The talk concluded by introducing the third case study which was in progress, the “Assessing CO2 utilisation technologies in the European Context (ACUTE)” project. The objectives were to develop and validate process flow models for CO2 utilisation options and to analyse current and future estimate for process, demand and corresponding elasticises for the CCU product.
BIO-CAP-UK: Air/Oxy Biomass Combustion with CO2 captures Technology- A UK study, Karen Finney, University of Leeds.
The presentation discussed the research agenda and funding for industrial secondments associated with the project which is a two year programme funded through UKCCSRC Call 1. It is a consortium of three university partners (Edinburgh, Leeds and Tyndall Manchester), which also brings together the UKCCSRC Research Centre and the Supergen Bioenergy Hub. The primary research aim that was highlighted by the speaker was to accelerate progress towards achieving operational excellence for flexible, efficient and environmentally sustainable Bio-CCS thermal power plants by developing and accessing fundamental knowledge, pilot plant tests, techno-economics and LCA.
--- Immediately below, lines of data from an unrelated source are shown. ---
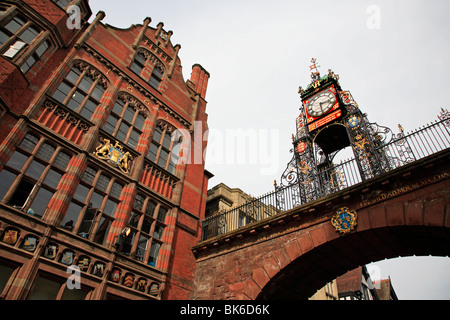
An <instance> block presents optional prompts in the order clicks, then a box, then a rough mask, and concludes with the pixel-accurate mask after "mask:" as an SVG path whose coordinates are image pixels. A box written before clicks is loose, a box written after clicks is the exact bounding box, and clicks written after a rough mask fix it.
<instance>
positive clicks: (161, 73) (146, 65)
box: [129, 48, 166, 90]
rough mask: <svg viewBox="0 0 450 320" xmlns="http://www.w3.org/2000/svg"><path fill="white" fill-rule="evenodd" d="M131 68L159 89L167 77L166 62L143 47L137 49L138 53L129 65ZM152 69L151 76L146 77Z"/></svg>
mask: <svg viewBox="0 0 450 320" xmlns="http://www.w3.org/2000/svg"><path fill="white" fill-rule="evenodd" d="M138 57H139V58H138ZM139 59H140V60H139ZM129 69H130V70H131V71H133V72H134V73H135V74H137V75H138V76H140V77H141V78H144V79H145V80H146V81H147V83H148V84H149V85H150V86H151V87H152V88H153V89H155V90H159V88H160V85H161V83H162V82H163V81H164V79H165V74H166V68H165V66H164V63H163V62H162V61H160V60H159V59H158V58H157V57H156V56H155V55H154V54H152V53H151V52H149V51H148V50H145V49H142V48H141V49H138V50H136V54H135V56H134V58H133V60H132V62H131V64H130V66H129ZM150 69H151V74H150V77H149V78H148V79H146V77H144V75H145V74H146V73H147V72H149V71H148V70H150Z"/></svg>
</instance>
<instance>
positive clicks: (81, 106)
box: [53, 62, 107, 120]
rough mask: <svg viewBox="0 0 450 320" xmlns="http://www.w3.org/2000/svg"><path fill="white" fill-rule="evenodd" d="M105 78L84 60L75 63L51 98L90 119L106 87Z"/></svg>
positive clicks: (97, 105) (57, 88)
mask: <svg viewBox="0 0 450 320" xmlns="http://www.w3.org/2000/svg"><path fill="white" fill-rule="evenodd" d="M106 83H107V81H106V78H105V77H104V76H103V75H102V74H100V73H99V72H98V71H97V70H95V69H94V68H92V67H91V66H89V65H87V64H85V63H84V62H78V63H76V64H75V65H74V66H73V67H72V69H71V70H70V72H69V73H68V74H67V76H66V77H65V78H64V80H63V81H62V82H61V84H60V85H59V86H58V88H57V89H56V91H55V92H54V93H53V98H55V99H56V100H58V101H59V102H61V103H62V104H64V105H66V106H67V107H68V108H69V109H72V110H73V111H76V112H78V113H79V114H80V115H82V116H83V117H85V118H86V119H88V120H90V119H91V118H92V115H93V114H94V111H95V109H96V108H97V106H98V105H99V104H100V99H101V98H102V96H103V94H104V93H105V90H106V88H107V85H106Z"/></svg>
The project comprised of four main work pages which are the following: (1) Fundamental studies and biomass characterisation biomass combustion rate – fundamental studies to be performed on fuel, char and ash characterisation. A range of fuels are to be tested but most detailed studies will be carried out on those intended for pilot-scale test such as white wood pellets, EI Cerrejon coal and a torrefied wood. Other fuels used for comparison include Pittsburgh coal, pine and white wood chips. Tests for fuel characterisation would also be performed which would include proximate and ultimate analyses, TGA combustion in air and CO2-O2, TGA pyrolysis in N2 and in CO2 and DTF char preparation test. Tests on char will also be carried out for proximate and ultimate analysis, TGA, SEM/EDX and BET SA. These would also be accompanied by tests on ash residues using XRF, XRD and AFT. The speaker also explained the data that would be provided by these analyses. (2) Pilot-scale plant campaign at UKCCSRC PACT – Technical assessment of up to 100% biomass firing using PACT facilities and investigation into dedicated biomass powder and co-firing with coal will be conducted. It is aimed to design a 250 kW combustion ring which can run in air-mode firing with amine-based post combustion carbon capture or oxy-fuel combustion with flue gas recirculation. There will also be a need to provide information for subsequent modelling on operational experience; flue gas recycle, optimal burner settings and combustion efficiency; ash formation and composition; heat flux/transfer; and emissions measurements. (3) Power plant simulations for air-/oxy-biomass combustion – process simulation linked to CFD modelling of the power plant and virtual power plant simulations. (4) Bio-CSS value chain in the UK – developing viable process configurations for different bio-CSS options.
The speaker concluding by saying that all the data from the four work packages will be fed into the life cycle and techno-economic assessments.